Nuclear power plant in Shandong, China

Haiyang Nuclear Power Plant is a nuclear power plant in Haiyang, Shandong province, China. It is the second site to house AP1000 units, after the Sanmen Nuclear Power Station.

==History==
Groundbreaking happened one month ahead of schedule on July 30, 2008. Construction of the first unit began in September 2009. Civil construction of Unit 1 was completed 29 March 2013. Fuel loading at Haiyang 1 began on June 22, 2018. First grid connection was on 17 August 2018.
Unit 1 began commercial operation on 22 October 2018.

Construction of unit 2 started in June 2010, at that time the fourth Chinese AP1000 project together with the two units of the Sanmen NPP. Commercial operation began in January 2019, after having completed a full-power test run for a week (168 hours).
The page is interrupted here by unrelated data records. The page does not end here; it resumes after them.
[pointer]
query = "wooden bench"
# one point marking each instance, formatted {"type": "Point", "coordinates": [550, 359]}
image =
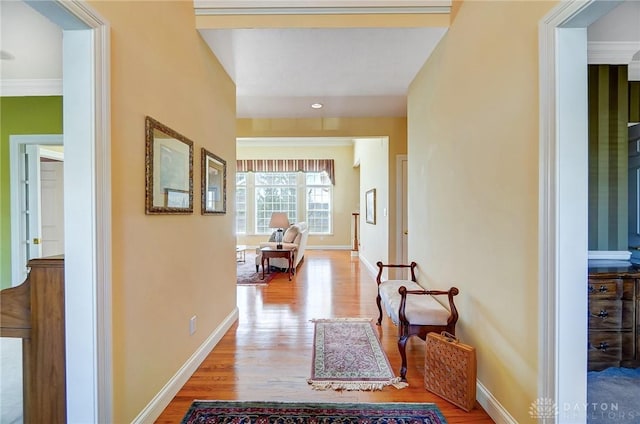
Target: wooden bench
{"type": "Point", "coordinates": [413, 309]}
Both units will provide together about 20 TWh of electricity to the grid of Shandong province.

As well as generating electricity, the reactors at Haiyang also power a district heating system.

On July 7, 2022, construction began on unit 3 after authorization had been granted.
== Reactor data ==

| Unit | Type /Model | Net power | Gross power | Thermal power | Construction start | First criticality | Grid connection | Operation start | Notes |
Phase I
| Haiyang 1 | PWR / AP1000 | 1170 MW | 1250 MW | 3415 MW | 2009-09-24 | 2018-08-08 | 2018-08-17 | 2018-10-22 |  |
| Haiyang 2 | PWR / AP1000 | 1170 MW | 1250 MW | 3415 MW | 2010-06-20 | 2018-09-29 | 2018-10-13 | 2019-01-09 |  |
Phase II
| Haiyang 3 | PWR / CAP1000 | 1161 MW | 1253 MW | 3400 MW | 2022-07-07 |  |  |  |  |
| Haiyang 4 | PWR / CAP1000 | 1161 MW | 1253 MW | 3400 MW | 2023-04-22 |  |  |  |  |
Phase III
| Haiyang 5 | PWR / CAP1000 | 1161 MW | 1253 MW | 3400 MW | 2026-4-16 |  |  |  |  |
| Haiyang 6 | PWR / CAP1000 | 1161 MW | 1253 MW | 3400 MW | 2027-2 |  |  |  |  |

== District Heating ==
In September 2020, the plant's owner and a thermal company instigated a plan to heat all of Haiyang city via heat exchange. Two months later, 700,000 square meters of housing had been heated and the project was en route for completion in its entirety in 2021. The switch to clean energy is expected to eliminate more than 180,000 tonnes of fossil fuel emissions each year, and the corresponding reduction in air pollution is anticipated to save about 600 lives annually. By November 2022, the plant used 345 MW-thermal effect to heat 200,000 homes, replacing 12 coal heating plants.